Monday, September 8, 2014

Troubleshooting slow SQL Server stored procedures - using the Modulo function to improve productivity



 Recently I needed to create a stored procedure to process and cleanse a huge set of call center data on a daily basis - more than half a million calls a day. And because data could be backed up and unavailable at times, sometimes a run of multiple days would be necessary, so many millions of rows. 

While I was still working out the logic of the cleansing, my procedure was still pretty slow. Even one day's run took 10 minutes. This meant that every time I needed to tweak the logic, it would take at least 10 minutes to examine the results! 

That kind of work pattern gets old quickly. The problem with having to take a 10 minute break all the time is that task switching is a pain and makes you forget things. It's easier to sustain focus if you don't have to spend 10 minutes out of every 20 working on something else.

So, how to speed up the procedure and get rid of all those inefficient breaks?  For this stage of my work, it would have been fine to work with a much smaller subset of data, as long as I got a good sampling of records. This little hack allowed me to get this subset of data. My first step was creating a temporary table to bring in the records to be processed. So while I was still working out the logic, I added a where clause like this to get a much smaller subset of data:

 where   
   convert(date, CallEnd) in (select CallDate from @DatesToFetch)  
   -- Just get 1 out of 100 records for now  
   and CustomerCallD % 100 = 0   

This uses the Modulo function (%), which gives the remainder of the division of one number by another. In the above example, the CustomerCallD was an identity value increasing by 1 each time, so it would get every CustomerCallID ending in 00 (where the remainder of CustomerCallID divided by 100 was 0). This was a great way to cut back dramatically on the time required to run the procedure, yet still get a great sampling of records. Then when you're ready to run the full set of data, just comment out the filter.






Sunday, August 17, 2014

Microsoft SQL Server online documentation is improving

Previously, when I was looking for quick information concerning syntax or other SQL Server details, I avoided the Microsoft SQL Server online documentation. Why? Because it was far too difficult to extract the information you needed from the gobs and gobs of text, with every possible variation of every single parameter.

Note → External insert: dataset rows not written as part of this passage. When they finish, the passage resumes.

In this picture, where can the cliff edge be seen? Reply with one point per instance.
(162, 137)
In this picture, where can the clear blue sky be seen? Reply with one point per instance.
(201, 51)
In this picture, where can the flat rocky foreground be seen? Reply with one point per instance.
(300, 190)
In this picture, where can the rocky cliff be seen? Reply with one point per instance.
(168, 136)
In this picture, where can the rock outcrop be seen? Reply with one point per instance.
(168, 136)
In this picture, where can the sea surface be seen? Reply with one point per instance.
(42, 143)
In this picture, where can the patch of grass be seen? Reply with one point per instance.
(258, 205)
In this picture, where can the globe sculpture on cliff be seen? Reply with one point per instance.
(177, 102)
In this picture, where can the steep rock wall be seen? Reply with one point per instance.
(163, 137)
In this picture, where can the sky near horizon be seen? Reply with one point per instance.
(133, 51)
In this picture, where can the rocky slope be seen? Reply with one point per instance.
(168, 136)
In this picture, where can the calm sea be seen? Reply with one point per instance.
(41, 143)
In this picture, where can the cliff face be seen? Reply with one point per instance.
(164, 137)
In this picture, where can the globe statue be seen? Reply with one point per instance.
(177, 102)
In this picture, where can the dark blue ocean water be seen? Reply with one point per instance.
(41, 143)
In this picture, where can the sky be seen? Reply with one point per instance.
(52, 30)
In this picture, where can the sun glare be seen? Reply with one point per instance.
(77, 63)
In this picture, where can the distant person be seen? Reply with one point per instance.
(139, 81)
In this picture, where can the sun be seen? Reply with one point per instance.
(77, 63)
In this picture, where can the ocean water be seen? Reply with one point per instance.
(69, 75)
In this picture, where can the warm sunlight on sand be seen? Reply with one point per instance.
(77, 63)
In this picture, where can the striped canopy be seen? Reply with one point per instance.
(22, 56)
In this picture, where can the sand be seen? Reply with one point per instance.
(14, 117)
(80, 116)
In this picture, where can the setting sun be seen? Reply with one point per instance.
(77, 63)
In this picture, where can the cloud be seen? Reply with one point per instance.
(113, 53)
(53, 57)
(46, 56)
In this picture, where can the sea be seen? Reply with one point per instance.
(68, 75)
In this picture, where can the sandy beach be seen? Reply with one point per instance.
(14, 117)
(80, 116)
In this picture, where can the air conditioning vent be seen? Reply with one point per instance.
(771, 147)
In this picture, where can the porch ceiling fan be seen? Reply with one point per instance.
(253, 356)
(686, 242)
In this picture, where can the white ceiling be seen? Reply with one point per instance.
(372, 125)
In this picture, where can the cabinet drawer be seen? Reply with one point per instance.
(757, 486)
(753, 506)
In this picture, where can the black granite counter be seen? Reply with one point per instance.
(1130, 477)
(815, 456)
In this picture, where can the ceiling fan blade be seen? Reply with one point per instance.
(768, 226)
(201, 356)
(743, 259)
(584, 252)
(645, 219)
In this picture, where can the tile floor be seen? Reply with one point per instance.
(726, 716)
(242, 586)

Check out this page from the SQL Server 2008 official documentation, and see how long it takes you to get a quick example of how to to create a unique constraint on a table.

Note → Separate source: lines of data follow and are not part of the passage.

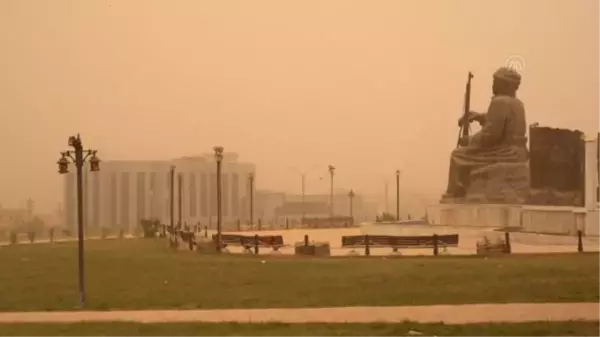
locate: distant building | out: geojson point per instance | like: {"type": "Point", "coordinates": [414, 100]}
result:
{"type": "Point", "coordinates": [124, 192]}
{"type": "Point", "coordinates": [318, 206]}
{"type": "Point", "coordinates": [13, 217]}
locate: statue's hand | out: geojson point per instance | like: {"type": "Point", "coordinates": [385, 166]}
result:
{"type": "Point", "coordinates": [471, 116]}
{"type": "Point", "coordinates": [464, 141]}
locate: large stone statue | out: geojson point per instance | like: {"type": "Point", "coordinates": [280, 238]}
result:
{"type": "Point", "coordinates": [491, 166]}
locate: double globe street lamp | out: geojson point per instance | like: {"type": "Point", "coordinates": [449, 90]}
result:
{"type": "Point", "coordinates": [79, 156]}
{"type": "Point", "coordinates": [219, 159]}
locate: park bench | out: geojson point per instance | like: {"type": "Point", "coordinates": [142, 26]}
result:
{"type": "Point", "coordinates": [400, 242]}
{"type": "Point", "coordinates": [251, 241]}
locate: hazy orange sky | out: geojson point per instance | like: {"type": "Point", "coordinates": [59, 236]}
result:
{"type": "Point", "coordinates": [367, 86]}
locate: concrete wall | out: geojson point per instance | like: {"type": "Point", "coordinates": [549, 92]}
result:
{"type": "Point", "coordinates": [536, 219]}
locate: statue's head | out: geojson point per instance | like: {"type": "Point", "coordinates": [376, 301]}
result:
{"type": "Point", "coordinates": [506, 82]}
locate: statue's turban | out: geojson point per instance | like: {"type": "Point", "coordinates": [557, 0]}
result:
{"type": "Point", "coordinates": [508, 74]}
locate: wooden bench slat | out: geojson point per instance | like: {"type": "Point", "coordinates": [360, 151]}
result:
{"type": "Point", "coordinates": [394, 241]}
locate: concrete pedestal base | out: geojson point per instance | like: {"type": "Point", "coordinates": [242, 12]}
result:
{"type": "Point", "coordinates": [535, 219]}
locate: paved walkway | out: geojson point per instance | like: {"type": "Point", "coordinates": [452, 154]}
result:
{"type": "Point", "coordinates": [449, 314]}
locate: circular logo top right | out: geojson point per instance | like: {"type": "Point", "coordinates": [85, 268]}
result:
{"type": "Point", "coordinates": [515, 62]}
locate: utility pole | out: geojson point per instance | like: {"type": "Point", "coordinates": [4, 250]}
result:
{"type": "Point", "coordinates": [78, 156]}
{"type": "Point", "coordinates": [387, 203]}
{"type": "Point", "coordinates": [172, 197]}
{"type": "Point", "coordinates": [331, 210]}
{"type": "Point", "coordinates": [219, 158]}
{"type": "Point", "coordinates": [180, 199]}
{"type": "Point", "coordinates": [303, 199]}
{"type": "Point", "coordinates": [251, 193]}
{"type": "Point", "coordinates": [397, 195]}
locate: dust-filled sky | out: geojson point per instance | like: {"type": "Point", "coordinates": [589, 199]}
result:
{"type": "Point", "coordinates": [367, 86]}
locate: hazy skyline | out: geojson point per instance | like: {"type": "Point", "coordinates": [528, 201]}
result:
{"type": "Point", "coordinates": [367, 86]}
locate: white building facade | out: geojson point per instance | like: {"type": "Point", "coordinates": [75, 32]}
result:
{"type": "Point", "coordinates": [123, 193]}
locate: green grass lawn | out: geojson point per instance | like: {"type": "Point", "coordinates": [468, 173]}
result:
{"type": "Point", "coordinates": [571, 329]}
{"type": "Point", "coordinates": [144, 274]}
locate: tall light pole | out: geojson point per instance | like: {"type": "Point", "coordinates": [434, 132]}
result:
{"type": "Point", "coordinates": [303, 175]}
{"type": "Point", "coordinates": [387, 201]}
{"type": "Point", "coordinates": [219, 159]}
{"type": "Point", "coordinates": [179, 200]}
{"type": "Point", "coordinates": [351, 196]}
{"type": "Point", "coordinates": [331, 210]}
{"type": "Point", "coordinates": [397, 195]}
{"type": "Point", "coordinates": [251, 194]}
{"type": "Point", "coordinates": [172, 197]}
{"type": "Point", "coordinates": [78, 155]}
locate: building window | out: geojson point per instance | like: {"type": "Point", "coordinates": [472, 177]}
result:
{"type": "Point", "coordinates": [235, 197]}
{"type": "Point", "coordinates": [225, 191]}
{"type": "Point", "coordinates": [124, 200]}
{"type": "Point", "coordinates": [203, 195]}
{"type": "Point", "coordinates": [193, 201]}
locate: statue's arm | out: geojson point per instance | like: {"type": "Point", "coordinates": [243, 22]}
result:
{"type": "Point", "coordinates": [493, 127]}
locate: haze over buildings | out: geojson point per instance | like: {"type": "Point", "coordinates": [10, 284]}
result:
{"type": "Point", "coordinates": [366, 86]}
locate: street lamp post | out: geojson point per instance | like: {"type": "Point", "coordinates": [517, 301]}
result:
{"type": "Point", "coordinates": [219, 159]}
{"type": "Point", "coordinates": [179, 200]}
{"type": "Point", "coordinates": [397, 195]}
{"type": "Point", "coordinates": [78, 156]}
{"type": "Point", "coordinates": [251, 193]}
{"type": "Point", "coordinates": [331, 210]}
{"type": "Point", "coordinates": [172, 198]}
{"type": "Point", "coordinates": [351, 196]}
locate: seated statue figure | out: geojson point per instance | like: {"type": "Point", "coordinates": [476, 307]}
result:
{"type": "Point", "coordinates": [491, 165]}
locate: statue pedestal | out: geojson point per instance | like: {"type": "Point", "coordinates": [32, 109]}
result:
{"type": "Point", "coordinates": [475, 215]}
{"type": "Point", "coordinates": [526, 218]}
{"type": "Point", "coordinates": [502, 183]}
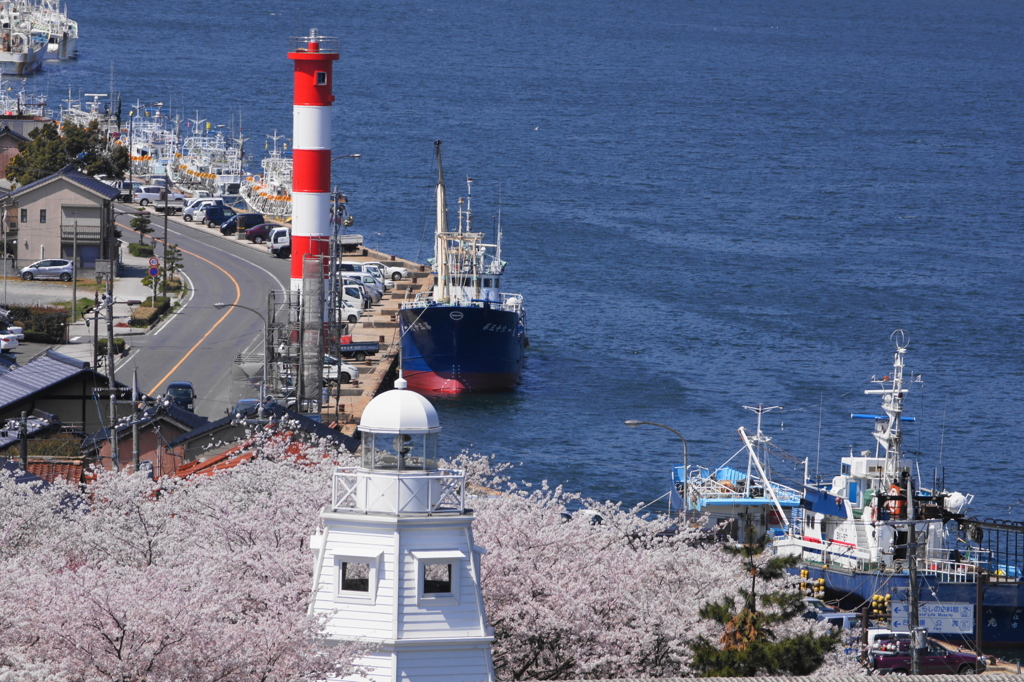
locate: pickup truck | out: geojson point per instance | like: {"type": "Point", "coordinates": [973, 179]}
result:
{"type": "Point", "coordinates": [358, 351]}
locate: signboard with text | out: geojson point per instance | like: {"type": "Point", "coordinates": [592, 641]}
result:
{"type": "Point", "coordinates": [945, 617]}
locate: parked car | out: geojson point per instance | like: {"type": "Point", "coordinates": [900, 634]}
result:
{"type": "Point", "coordinates": [125, 188]}
{"type": "Point", "coordinates": [260, 232]}
{"type": "Point", "coordinates": [52, 268]}
{"type": "Point", "coordinates": [153, 194]}
{"type": "Point", "coordinates": [338, 372]}
{"type": "Point", "coordinates": [280, 242]}
{"type": "Point", "coordinates": [935, 659]}
{"type": "Point", "coordinates": [394, 272]}
{"type": "Point", "coordinates": [372, 284]}
{"type": "Point", "coordinates": [8, 341]}
{"type": "Point", "coordinates": [195, 207]}
{"type": "Point", "coordinates": [182, 394]}
{"type": "Point", "coordinates": [241, 221]}
{"type": "Point", "coordinates": [215, 216]}
{"type": "Point", "coordinates": [373, 295]}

Did you notice that there's 764 lines on the page? And all the examples are at the bottom. The specific example I was looking for was on line 508, in a list of 14 examples.

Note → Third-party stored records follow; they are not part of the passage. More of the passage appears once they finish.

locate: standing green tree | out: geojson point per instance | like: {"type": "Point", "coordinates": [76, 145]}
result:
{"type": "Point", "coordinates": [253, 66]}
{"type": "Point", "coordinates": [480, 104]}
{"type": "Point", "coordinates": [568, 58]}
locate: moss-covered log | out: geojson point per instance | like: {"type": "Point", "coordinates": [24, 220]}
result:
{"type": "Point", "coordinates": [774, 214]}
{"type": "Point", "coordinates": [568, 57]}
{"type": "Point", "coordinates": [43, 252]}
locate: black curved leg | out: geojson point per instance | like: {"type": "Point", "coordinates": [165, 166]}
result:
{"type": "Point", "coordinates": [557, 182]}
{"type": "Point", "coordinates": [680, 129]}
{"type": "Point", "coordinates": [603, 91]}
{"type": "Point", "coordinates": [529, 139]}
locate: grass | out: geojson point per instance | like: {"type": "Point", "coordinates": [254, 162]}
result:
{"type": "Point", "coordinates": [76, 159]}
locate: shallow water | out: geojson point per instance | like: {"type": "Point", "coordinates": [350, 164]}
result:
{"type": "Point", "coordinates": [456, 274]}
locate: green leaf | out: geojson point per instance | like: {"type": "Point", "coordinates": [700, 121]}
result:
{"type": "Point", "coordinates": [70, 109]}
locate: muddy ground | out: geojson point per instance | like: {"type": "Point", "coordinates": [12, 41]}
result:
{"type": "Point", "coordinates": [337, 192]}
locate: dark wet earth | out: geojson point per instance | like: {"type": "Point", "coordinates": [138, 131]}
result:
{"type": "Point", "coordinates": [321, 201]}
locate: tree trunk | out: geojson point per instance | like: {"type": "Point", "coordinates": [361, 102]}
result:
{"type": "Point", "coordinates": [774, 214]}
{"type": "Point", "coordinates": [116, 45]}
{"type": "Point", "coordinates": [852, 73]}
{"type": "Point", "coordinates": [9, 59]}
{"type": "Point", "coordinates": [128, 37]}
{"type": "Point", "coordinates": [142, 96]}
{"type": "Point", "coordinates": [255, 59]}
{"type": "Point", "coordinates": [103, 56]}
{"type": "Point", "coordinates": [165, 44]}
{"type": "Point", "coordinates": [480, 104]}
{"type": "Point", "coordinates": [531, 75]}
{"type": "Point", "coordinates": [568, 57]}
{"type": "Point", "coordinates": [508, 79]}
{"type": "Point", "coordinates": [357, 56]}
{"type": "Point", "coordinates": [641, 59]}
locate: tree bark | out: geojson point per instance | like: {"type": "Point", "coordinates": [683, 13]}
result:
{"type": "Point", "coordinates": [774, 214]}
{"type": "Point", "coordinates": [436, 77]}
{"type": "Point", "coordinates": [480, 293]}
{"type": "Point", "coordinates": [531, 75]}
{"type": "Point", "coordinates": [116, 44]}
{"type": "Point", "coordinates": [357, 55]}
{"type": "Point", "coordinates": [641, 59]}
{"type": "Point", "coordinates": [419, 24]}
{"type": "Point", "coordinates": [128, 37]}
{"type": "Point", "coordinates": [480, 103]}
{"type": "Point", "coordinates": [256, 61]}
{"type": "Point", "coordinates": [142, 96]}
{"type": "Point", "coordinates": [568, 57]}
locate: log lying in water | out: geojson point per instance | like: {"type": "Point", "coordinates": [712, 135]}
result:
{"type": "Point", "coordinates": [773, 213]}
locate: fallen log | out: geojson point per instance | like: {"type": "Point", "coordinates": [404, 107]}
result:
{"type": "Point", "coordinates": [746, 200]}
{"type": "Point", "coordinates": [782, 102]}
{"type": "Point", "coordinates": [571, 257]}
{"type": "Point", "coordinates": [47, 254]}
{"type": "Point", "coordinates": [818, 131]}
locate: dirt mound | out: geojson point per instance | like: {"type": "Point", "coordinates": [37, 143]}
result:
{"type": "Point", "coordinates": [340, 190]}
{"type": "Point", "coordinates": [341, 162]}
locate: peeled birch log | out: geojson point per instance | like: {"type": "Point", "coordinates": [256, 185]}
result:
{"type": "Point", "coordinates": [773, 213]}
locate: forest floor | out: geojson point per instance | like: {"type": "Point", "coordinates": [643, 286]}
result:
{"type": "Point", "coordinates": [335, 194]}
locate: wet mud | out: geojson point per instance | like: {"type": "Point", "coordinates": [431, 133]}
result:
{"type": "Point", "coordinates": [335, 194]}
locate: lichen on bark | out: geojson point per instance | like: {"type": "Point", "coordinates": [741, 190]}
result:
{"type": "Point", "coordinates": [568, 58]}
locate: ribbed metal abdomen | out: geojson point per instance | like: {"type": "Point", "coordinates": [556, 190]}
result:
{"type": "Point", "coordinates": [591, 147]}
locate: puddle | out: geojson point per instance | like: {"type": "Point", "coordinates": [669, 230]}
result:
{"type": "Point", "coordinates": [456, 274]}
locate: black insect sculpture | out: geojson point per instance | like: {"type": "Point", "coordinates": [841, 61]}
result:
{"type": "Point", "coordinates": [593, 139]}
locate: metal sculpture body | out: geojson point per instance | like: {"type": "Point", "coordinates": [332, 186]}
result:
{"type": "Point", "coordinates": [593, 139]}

That's why I usually went straight to the third party sites such as StackOverflow and w3schools. They have single topic short pages, with examples front and center - you can get what you need in a few seconds.

But I was recently reviewing the online documentation, specifically for SQL Server 2014, and it's improved tremendously. Take a look at this page, on creating a check constraint. It's short, to the point, and the examples are not difficult to find. Honestly, I'd still go to the third party sites before I'd go to the official documentation, just because they're still more concise and to-the-point. But now the official documentation at least has a chance.


************************
EDIT 11/11/2014
************************
So, Microsoft documentation has been slowly improving, which is great. But I've recently been playing with Redshift, the Amazon AWS data warehouse product. Now there's some well done documentation. I had been reading up on a new feature that they had - IF NOT EXISTS for table creation and dropping. Since I was working through getting a Redshift cluster set up, I decided to try the new feature, looking at this page of the documentation.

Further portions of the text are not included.